Baboons are not as lionized in the popular imagination as chimpanzees, primarily because baboons are not cute. (Nor are they endangered.) But they’re advanced primates, and by studying them we can learn a lot about how our own ancestors must have lived and behaved.
I’ve been reading a fascinating book called Baboon Metaphysics, by Dorothy Cheney and Robert Seyfarth. They have spent literally years studying a troop of baboons in the wild, in the baboons’ native habitat in Africa. The main purpose of this study has been to learn how baboons understand the world, and in particular how they see and relate to other baboons.
I’m not going to try to summarize the whole book here. The point that I’m pondering today is this: Unlike humans, baboons seem not to have a “theory of mind.” That is, their behavior seldom or never seems to take into account what other baboons may be seeing, thinking, or feeling.
Human social interactions, in contrast, are almost always based on our considerations of other people’s perceptions. Years ago, I read a comment — I don’t remember where — to the effect that all human conversation, every utterance we make in a social setting, is an attempt to influence the thinking, and thus the behavior, of others. But in order to even consider that influencing others would be useful, we need as a prerequisite to have a view of the world that incorporates the notion that others have thoughts and perceptions, and that their thoughts and perceptions may be quite different from our own.

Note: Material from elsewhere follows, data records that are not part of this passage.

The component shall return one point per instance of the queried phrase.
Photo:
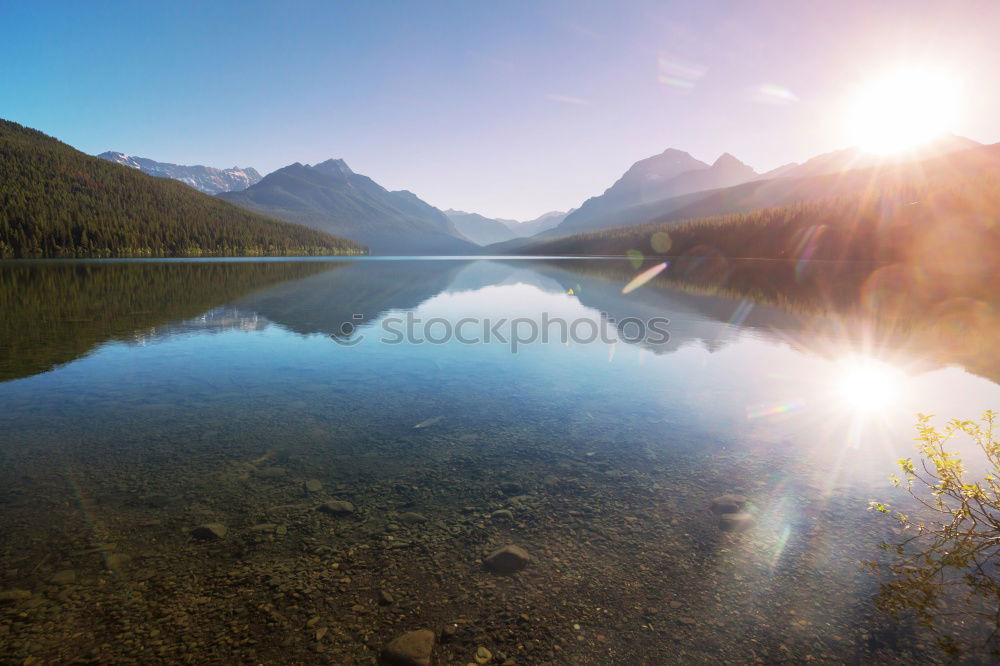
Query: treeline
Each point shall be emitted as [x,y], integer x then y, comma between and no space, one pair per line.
[58,202]
[54,313]
[921,224]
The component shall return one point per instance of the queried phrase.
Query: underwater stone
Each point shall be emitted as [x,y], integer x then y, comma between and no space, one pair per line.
[66,577]
[411,649]
[210,531]
[14,595]
[507,560]
[728,504]
[336,508]
[735,522]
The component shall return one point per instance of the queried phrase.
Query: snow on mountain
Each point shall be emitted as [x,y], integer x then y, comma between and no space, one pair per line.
[206,179]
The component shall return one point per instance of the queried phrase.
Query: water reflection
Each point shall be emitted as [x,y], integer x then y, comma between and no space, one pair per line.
[154,398]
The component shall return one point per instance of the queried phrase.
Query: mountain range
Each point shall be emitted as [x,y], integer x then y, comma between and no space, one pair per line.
[205,179]
[667,188]
[485,231]
[330,197]
[58,202]
[669,174]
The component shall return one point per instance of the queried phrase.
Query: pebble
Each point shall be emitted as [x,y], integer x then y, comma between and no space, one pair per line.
[336,508]
[210,531]
[14,595]
[507,560]
[735,522]
[483,656]
[65,577]
[411,649]
[727,504]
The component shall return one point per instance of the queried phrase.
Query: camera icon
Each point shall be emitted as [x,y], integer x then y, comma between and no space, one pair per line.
[345,337]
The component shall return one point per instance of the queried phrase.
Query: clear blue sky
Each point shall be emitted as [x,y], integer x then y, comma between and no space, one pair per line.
[509,109]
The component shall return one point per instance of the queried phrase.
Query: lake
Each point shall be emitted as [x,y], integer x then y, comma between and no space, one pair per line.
[298,460]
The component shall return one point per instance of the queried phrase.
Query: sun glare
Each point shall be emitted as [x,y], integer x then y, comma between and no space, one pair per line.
[903,109]
[867,385]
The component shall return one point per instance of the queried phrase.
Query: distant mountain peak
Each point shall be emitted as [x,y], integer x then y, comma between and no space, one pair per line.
[334,166]
[209,180]
[727,160]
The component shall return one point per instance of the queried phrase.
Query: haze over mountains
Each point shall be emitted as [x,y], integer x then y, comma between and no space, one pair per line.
[330,197]
[203,178]
[485,231]
[58,202]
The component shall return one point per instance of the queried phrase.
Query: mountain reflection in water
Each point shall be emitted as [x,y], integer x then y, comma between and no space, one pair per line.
[143,399]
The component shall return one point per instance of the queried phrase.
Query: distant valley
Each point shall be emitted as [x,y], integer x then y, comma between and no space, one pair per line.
[486,231]
[59,202]
[672,192]
[330,197]
[202,178]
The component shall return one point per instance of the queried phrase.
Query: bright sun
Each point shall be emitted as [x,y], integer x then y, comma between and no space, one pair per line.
[903,109]
[867,385]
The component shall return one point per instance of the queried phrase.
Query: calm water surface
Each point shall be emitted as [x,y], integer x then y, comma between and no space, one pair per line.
[139,400]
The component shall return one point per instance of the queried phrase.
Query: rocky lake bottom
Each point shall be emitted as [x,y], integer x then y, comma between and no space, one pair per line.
[197,477]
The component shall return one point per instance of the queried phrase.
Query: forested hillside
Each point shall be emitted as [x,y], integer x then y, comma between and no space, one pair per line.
[921,225]
[58,202]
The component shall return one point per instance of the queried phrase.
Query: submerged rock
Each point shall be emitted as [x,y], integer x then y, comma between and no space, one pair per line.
[728,504]
[210,531]
[510,488]
[336,508]
[14,595]
[507,560]
[411,649]
[735,522]
[66,577]
[412,518]
[272,473]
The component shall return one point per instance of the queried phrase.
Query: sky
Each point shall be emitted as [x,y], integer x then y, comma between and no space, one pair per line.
[506,109]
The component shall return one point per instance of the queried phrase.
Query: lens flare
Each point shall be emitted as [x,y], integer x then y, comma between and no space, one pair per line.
[643,277]
[903,109]
[866,385]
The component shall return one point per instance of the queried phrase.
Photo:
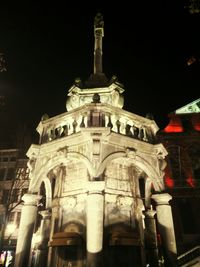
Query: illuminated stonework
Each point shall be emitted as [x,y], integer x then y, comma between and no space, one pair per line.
[96,167]
[193,107]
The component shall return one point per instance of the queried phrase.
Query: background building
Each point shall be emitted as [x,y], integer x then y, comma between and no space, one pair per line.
[13,185]
[181,138]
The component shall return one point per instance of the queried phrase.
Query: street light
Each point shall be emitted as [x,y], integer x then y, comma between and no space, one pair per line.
[2,63]
[6,256]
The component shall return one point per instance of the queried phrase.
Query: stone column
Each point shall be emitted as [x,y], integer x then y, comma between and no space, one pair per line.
[151,237]
[42,250]
[95,214]
[27,221]
[166,227]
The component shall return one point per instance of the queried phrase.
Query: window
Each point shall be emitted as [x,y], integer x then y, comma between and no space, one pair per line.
[5,196]
[10,174]
[2,174]
[22,173]
[15,195]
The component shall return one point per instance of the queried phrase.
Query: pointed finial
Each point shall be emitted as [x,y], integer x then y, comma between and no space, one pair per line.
[98,34]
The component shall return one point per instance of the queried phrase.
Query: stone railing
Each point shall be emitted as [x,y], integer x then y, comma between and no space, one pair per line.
[195,183]
[188,258]
[97,115]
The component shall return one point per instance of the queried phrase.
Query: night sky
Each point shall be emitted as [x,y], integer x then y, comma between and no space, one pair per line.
[147,46]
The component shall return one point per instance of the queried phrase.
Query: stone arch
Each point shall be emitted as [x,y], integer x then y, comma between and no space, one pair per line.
[56,161]
[139,162]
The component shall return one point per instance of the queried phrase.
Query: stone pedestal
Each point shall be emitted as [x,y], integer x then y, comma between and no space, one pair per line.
[95,213]
[28,217]
[95,222]
[42,248]
[151,237]
[166,227]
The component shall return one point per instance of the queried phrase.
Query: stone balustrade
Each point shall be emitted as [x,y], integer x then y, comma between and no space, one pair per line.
[97,115]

You may think this view of social conversation is too extreme. (See, there I go — forming a theory about what you may think!) But as simple a question as, “How are you?” presupposes that the person you’re facing has an interior state that is not immediately observable. You’re asking for information about that state, and the reason you’re asking is because you feel a need to synchronize your thoughts and feelings with the other person’s in some manner.
How and why might this human ability have evolved? Clearly, it did evolve. At some point our remote ancestors, who were a lot like baboons, didn’t have it, and at a later point they did, so it must have conferred some selective advantage. I have no clear ideas about this; I’m going to have to think about it. Clearly, the ability is not necessary for survival in the wild in Africa, because the baboons are doing fine without it.
It seems to me that the ability to form a theory about another person’s mental state is closely linked to the use of language. Language is what gives us fine-grained access to others’ mental states, and also gives them access to ours. Language is not necessary for the basic perception of others’ states; you can judge a lot by facial expression and other cues. But in order to form a judgment, you need to have the idea that there’s something to judge, and language provides a much better means than simple observation for learning what’s going on in another person’s mind.
But did complex language evolve first and then a perception that others have interior mental states evolve as a result? Or was it the other way around — did language perhaps evolve as a tool with which to allow us to trade information about our mental states, when we had already developed the ability to know that those states existed?
I incline toward the latter view. I also suspect that the use of primitive stone tools is part of the equation. Many species, even parrots, can use tools opportunistically when the need arises and a tool is handy, and chimpanzees will make a tool out of raw materials if they need it, by stripping the twigs off of a stick, for instance. But while a young chimp may learn how to make a tool by watching her parent make one, it’s not likely that a chimp mother ever sets out to teach tool-making to a youngster.
That would require a theory of mind: It would require the perception, “I know something that my child doesn’t know.” Clearly, if you have such a perception and are moved to act on it, you’re increasing the likelihood that your child will survive long enough to have offspring. That’s one possible route by which a theory of mind might have evolved. Once you start knocking flakes off of rocks so as to form a sharp edge, teaching your children how to do it becomes an evolutionary highway that leads straight to cultivation of crops, gunpowder, the Internet, and lots of other cool stuff.